HoLo-ToLk — a tokenizer-free speech line on the HSL byte substrate
Two directions, two SEPARATE models today — TTS (text → speech) and STT (speech → text),
both built on the zero-parameter byte encoder
hsl-embedding-zero. The goal is to unify them
into a single model — this demo shows both halves on the way there. The TTS tab (text → a
natural-sounding voice) is the headline demo and opens first.
- TTS — code: Woojiggun/HoLo-ToLk-TTS · model: ggunio/HoLo-ToLk-TTS
- STT — code: Woojiggun/HoLo-ToLk-STT · model: ggunio/HoLo-ToLk-STT
CC BY-NC 4.0 (non-commercial) © 2026 Jinhyun Woo. The HSL substrate is separately MIT.
Text → Speech (TTS) — tokenizer-free, natural single-speaker voice
Type an English sentence → text UTF-8 bytes → frozen HSL 27-D (no tokenizer / vocab / learned input door) → Pre-LN transformer → AR mel decoder + guided attention → HiFi-GAN → audio.

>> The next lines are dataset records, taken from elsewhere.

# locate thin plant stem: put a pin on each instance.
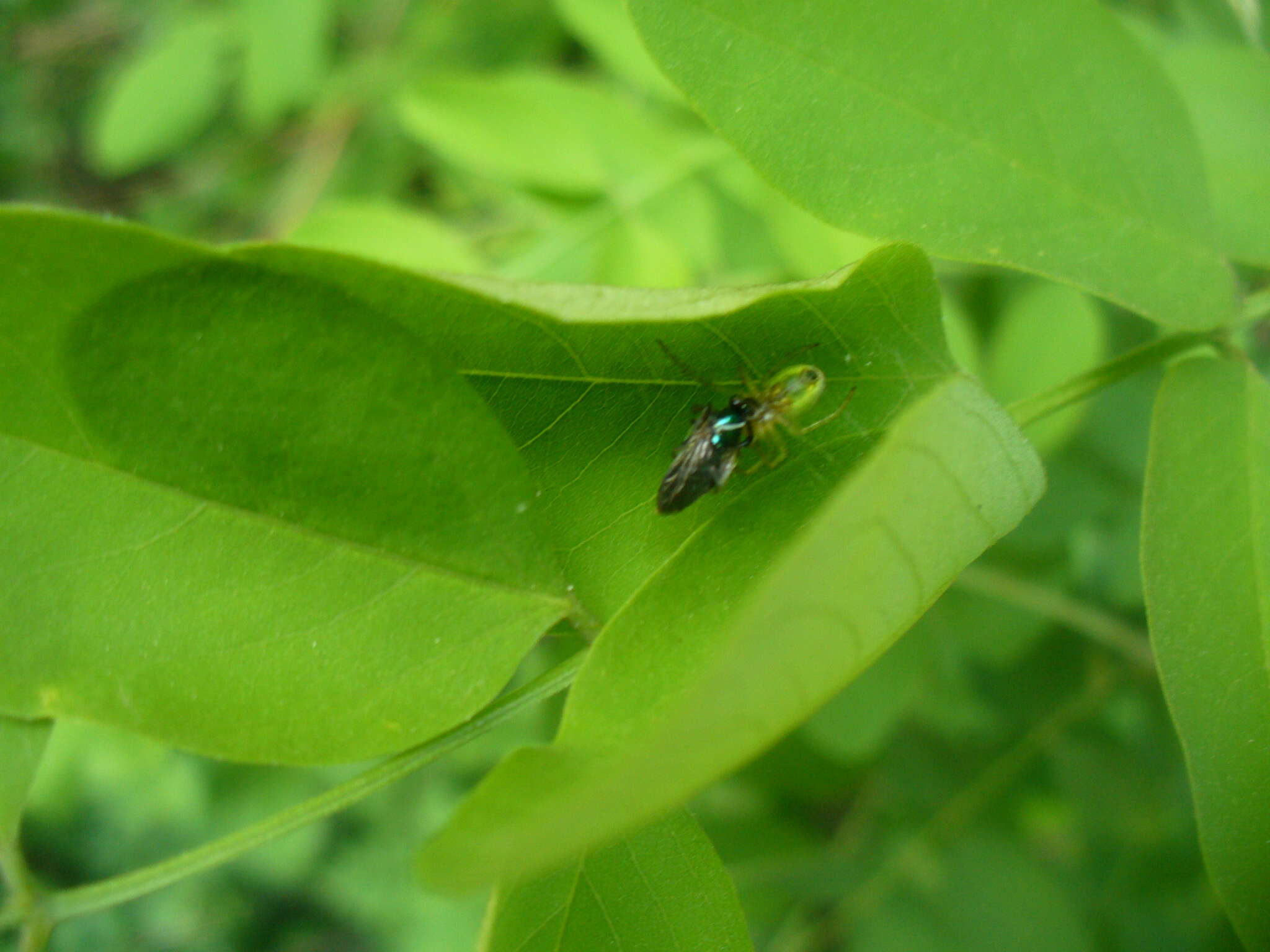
(82, 901)
(1080, 617)
(1086, 385)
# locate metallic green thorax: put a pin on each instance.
(708, 457)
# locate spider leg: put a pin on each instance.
(778, 441)
(799, 431)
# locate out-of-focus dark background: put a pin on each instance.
(1006, 778)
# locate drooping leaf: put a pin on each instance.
(1046, 334)
(689, 681)
(1206, 563)
(597, 409)
(662, 888)
(162, 98)
(285, 55)
(246, 512)
(22, 744)
(388, 232)
(1034, 135)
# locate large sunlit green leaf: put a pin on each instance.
(1032, 135)
(161, 98)
(716, 656)
(1206, 562)
(22, 744)
(662, 888)
(597, 409)
(1227, 93)
(246, 512)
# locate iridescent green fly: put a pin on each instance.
(708, 457)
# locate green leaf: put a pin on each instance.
(533, 128)
(662, 888)
(162, 98)
(808, 245)
(689, 679)
(606, 29)
(653, 229)
(859, 721)
(246, 512)
(597, 409)
(1037, 135)
(286, 56)
(1227, 93)
(22, 746)
(963, 337)
(388, 232)
(1206, 563)
(985, 894)
(1046, 335)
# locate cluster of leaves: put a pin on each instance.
(305, 505)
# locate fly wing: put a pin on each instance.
(699, 466)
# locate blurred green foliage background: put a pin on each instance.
(1006, 778)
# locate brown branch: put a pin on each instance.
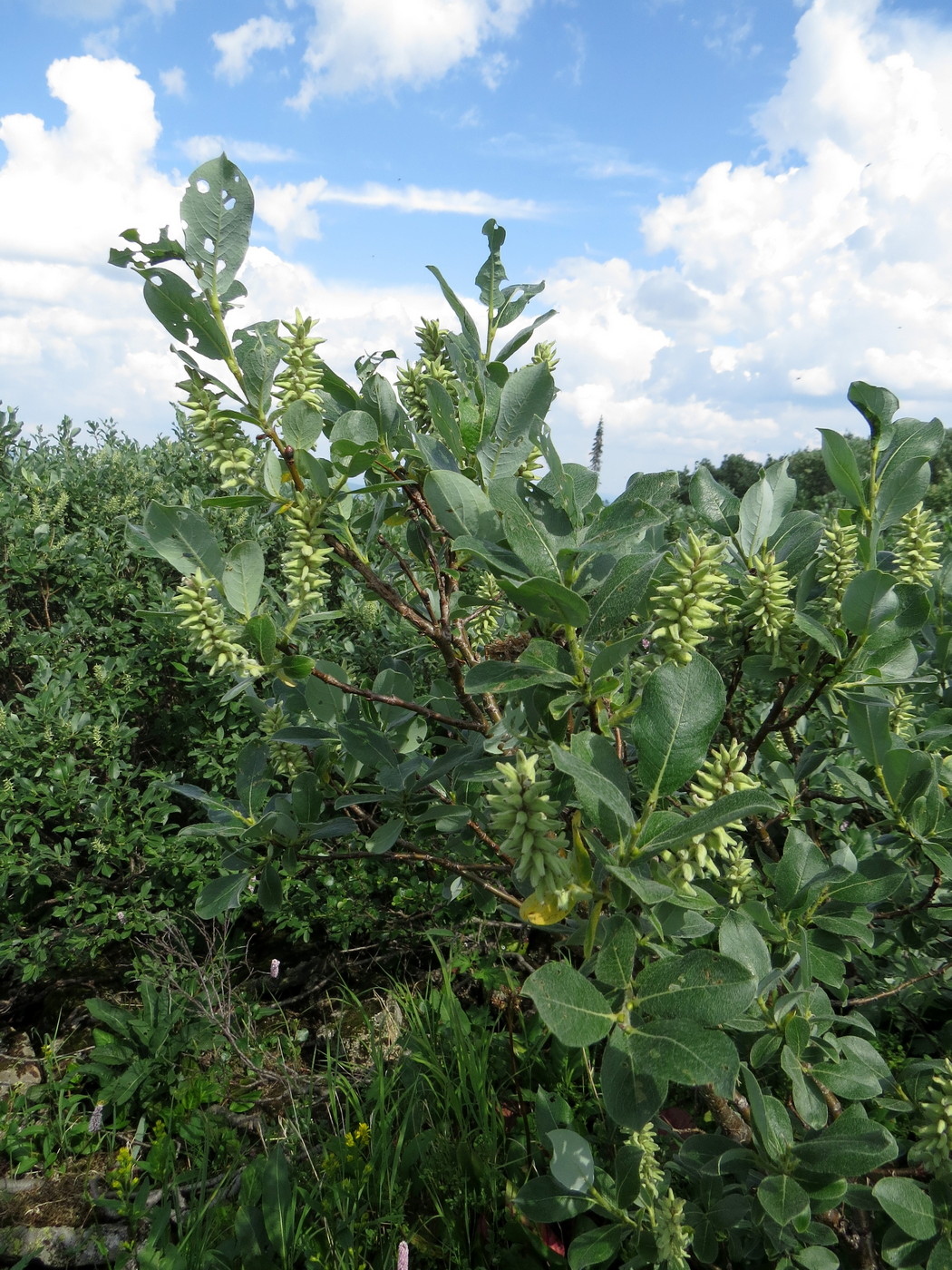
(900, 987)
(920, 904)
(730, 1120)
(389, 700)
(408, 572)
(467, 872)
(387, 593)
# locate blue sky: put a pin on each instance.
(739, 207)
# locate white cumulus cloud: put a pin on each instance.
(288, 209)
(827, 262)
(357, 46)
(238, 47)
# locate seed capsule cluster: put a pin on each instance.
(543, 355)
(672, 1232)
(231, 456)
(935, 1146)
(203, 618)
(838, 562)
(433, 365)
(716, 854)
(301, 377)
(520, 818)
(285, 759)
(305, 554)
(917, 548)
(767, 610)
(685, 607)
(484, 624)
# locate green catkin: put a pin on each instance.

✅ The genuine strength here is the natural voice. ⚠️ But it is one speaker (LJSpeech) and English only — a feasibility demo, not a production or multi-speaker TTS system. CPU synthesis takes a few seconds per sentence. Held-out teacher-forced mel-L1 0.296, multi-seed confirmed (seeds 0–3 = 0.296 / 0.293 / 0.292 / 0.290).
Model: tts_lens guided-attention AR TTS, seed 0 (held-out mel-L1 0.296, LJSpeech, English). Tokenizer-free feasibility demo - natural voice, but single-speaker. CC BY-NC 4.0 (non-commercial) © 2026 Jinhyun Woo.
Speech → Text (STT) — rough feasibility demo
⚠️ A feasibility / works demonstration, NOT a usable transcriber. English only (LibriSpeech read speech). Expect garbled output: 8 kHz (downsampled), no language model, character-level CTC, ~100h single-GPU training. A single casual word into a laptop mic is out-of-distribution and looks far worse than the headline number.
For representative output: click an Example below (real LibriSpeech clips), or read a full English sentence aloud, clearly and slowly. What matters is the controlled comparison — HSL substrate + spectral lens beats the mel baseline in the same setup, multi-seed (CER 0.194 vs 0.213) — not the transcript itself.
| English speech - record your voice or upload (any rate; resampled to 8 kHz) | Reference transcript (optional) - examples fill this automatically; type what you said to score your own clip |
|---|
When a reference is present (an example, or your own typed text), the output shows CER and % characters correct. On these in-domain clips expect roughly 0.15-0.25 CER (readable-but-rough); a casual single-word mic clip will be far worse - that is expected, by design.